Pergantian Waktu
Ketika jarum jam berputar tak seperti biasanya,
harusnya kita layak bertanya: ada apa dengan waktu?
Harusnya 60 detik disebut 1 menit,
60 menit sama dengan satu jam,
dan 24 jam adalah satu hari satu malam,
jarum jam bergerak sesuai iramanya,
tapi mengapa dalam 24 jam kita tak melakukan pergerakan?
Bukankah jarum jam berputar melingkar secara periodik,
namun kita justru mengikutinya?
Dan, mengapa 24 jam kita hanya begini-begini saja,
mengurus diri sendiri saja tak kuasa?
Sementara 24 jam bagi direktur,
mereka mampu mengurus perusahaan raksasa,
menjadi penguasa dengan jutaan pengikutnya.
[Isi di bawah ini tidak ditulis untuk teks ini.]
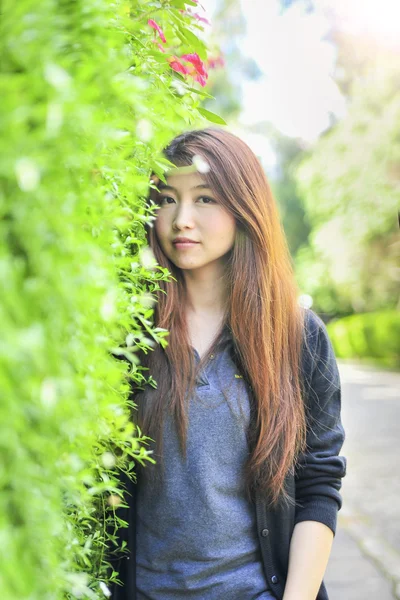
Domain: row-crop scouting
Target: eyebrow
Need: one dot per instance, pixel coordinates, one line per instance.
(203, 186)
Bukankah waktu yang diberikan sama?
Waktu berlalu, sementara kita asyik di hadapan gawai dan tertawa-tawa,
24 jam terlewat tak terasa.
Bukankah mata kita telah lelah mengamati layar bercahaya?
Yang jelas,
jarum jam akan berputar,
ia tak peduli sekitar,
kompaktor stum menggilas rata waktu hilang sia-sia.
Tanpa kita sadari, mata mulai lelah dan rabun, rambut mulai beruban, dan gigi tanggal satu persatu.
Waktu, kita tidak sedang mengutuk waktu.
Kita tidak sedang mengutuk pengusaha dan penguasa.
Kita tidak sedang mengutuk layar gawai.
Sebentar lagi, kita akan dikutuk oleh waktu,
berlari sangat laju kemudian mengusung kita pada keranda waktu yang tak memiliki hitungan tertentu.